Every Tuesday I’ll be discussing a random book of my Goodreads TBR list. I’ll post the synopsis and why I’ve added it on my list. The real question is, should I read it or just let it go?


35504431Sixteen-year-old Aza never intended to pursue the mystery of fugitive billionaire Russell Pickett, but there’s a hundred-thousand-dollar reward at stake and her Best and Most Fearless Friend, Daisy, is eager to investigate. So together, they navigate the short distance and broad divides that separate them from Russell Pickett’s son, Davis. Aza is trying. She is trying to be a good daughter, a good friend, a good student, and maybe even a good detective, while also living within the ever-tightening spiral of her own thoughts.

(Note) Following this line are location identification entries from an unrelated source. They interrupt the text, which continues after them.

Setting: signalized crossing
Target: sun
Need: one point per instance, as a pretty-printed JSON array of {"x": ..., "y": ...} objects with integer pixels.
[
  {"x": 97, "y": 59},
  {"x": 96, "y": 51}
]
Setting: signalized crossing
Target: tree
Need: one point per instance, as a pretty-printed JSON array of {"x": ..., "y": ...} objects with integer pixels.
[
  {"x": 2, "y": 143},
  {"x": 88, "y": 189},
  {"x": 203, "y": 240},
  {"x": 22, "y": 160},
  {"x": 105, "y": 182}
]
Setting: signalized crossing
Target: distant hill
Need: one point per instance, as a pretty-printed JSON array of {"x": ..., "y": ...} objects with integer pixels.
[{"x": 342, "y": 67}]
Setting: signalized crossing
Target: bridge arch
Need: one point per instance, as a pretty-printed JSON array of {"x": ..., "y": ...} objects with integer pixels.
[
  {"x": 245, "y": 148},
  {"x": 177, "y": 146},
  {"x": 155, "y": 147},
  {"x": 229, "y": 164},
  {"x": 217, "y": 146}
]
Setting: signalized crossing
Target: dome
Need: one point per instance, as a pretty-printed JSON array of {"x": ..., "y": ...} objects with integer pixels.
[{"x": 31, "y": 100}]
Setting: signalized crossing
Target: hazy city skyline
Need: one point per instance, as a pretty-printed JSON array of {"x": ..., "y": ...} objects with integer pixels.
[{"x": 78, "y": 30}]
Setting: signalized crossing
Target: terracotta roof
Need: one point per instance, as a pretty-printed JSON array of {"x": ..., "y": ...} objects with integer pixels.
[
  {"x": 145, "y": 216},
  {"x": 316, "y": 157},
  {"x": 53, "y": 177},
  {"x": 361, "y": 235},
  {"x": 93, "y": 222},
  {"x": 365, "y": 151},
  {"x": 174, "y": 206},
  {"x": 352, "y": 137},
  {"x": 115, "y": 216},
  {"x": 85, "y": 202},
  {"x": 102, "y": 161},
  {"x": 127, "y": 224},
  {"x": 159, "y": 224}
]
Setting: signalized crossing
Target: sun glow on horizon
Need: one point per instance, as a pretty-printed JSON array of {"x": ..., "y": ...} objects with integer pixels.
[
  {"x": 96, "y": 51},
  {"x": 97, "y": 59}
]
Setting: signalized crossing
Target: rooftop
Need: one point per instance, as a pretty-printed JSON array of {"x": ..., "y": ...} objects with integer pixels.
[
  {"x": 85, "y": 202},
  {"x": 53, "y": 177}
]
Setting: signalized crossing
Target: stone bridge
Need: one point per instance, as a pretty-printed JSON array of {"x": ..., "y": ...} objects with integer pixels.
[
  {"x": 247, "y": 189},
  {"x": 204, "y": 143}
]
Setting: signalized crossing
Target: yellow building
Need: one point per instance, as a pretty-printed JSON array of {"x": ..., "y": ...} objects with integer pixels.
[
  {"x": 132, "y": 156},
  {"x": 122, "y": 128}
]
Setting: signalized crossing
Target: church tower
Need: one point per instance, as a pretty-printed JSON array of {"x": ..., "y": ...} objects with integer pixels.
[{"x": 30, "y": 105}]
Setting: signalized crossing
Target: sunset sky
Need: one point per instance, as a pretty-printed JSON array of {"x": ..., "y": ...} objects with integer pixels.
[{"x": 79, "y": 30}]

In his long-awaited return. (Source)

 


I’ve put this book in my TBR list as a was a huge fan of The fault in our stars (like most people I guess), I tried John Green’s other books but none spoke to me as much as TFIOS (Looking far Alaska was one of the worst books I have ever read to be honest..) Another reason why I’ve put this book on my TBR is because it handles mental illnesses such as OCD and anxiety and I feel like more books need to handle mental illnesses.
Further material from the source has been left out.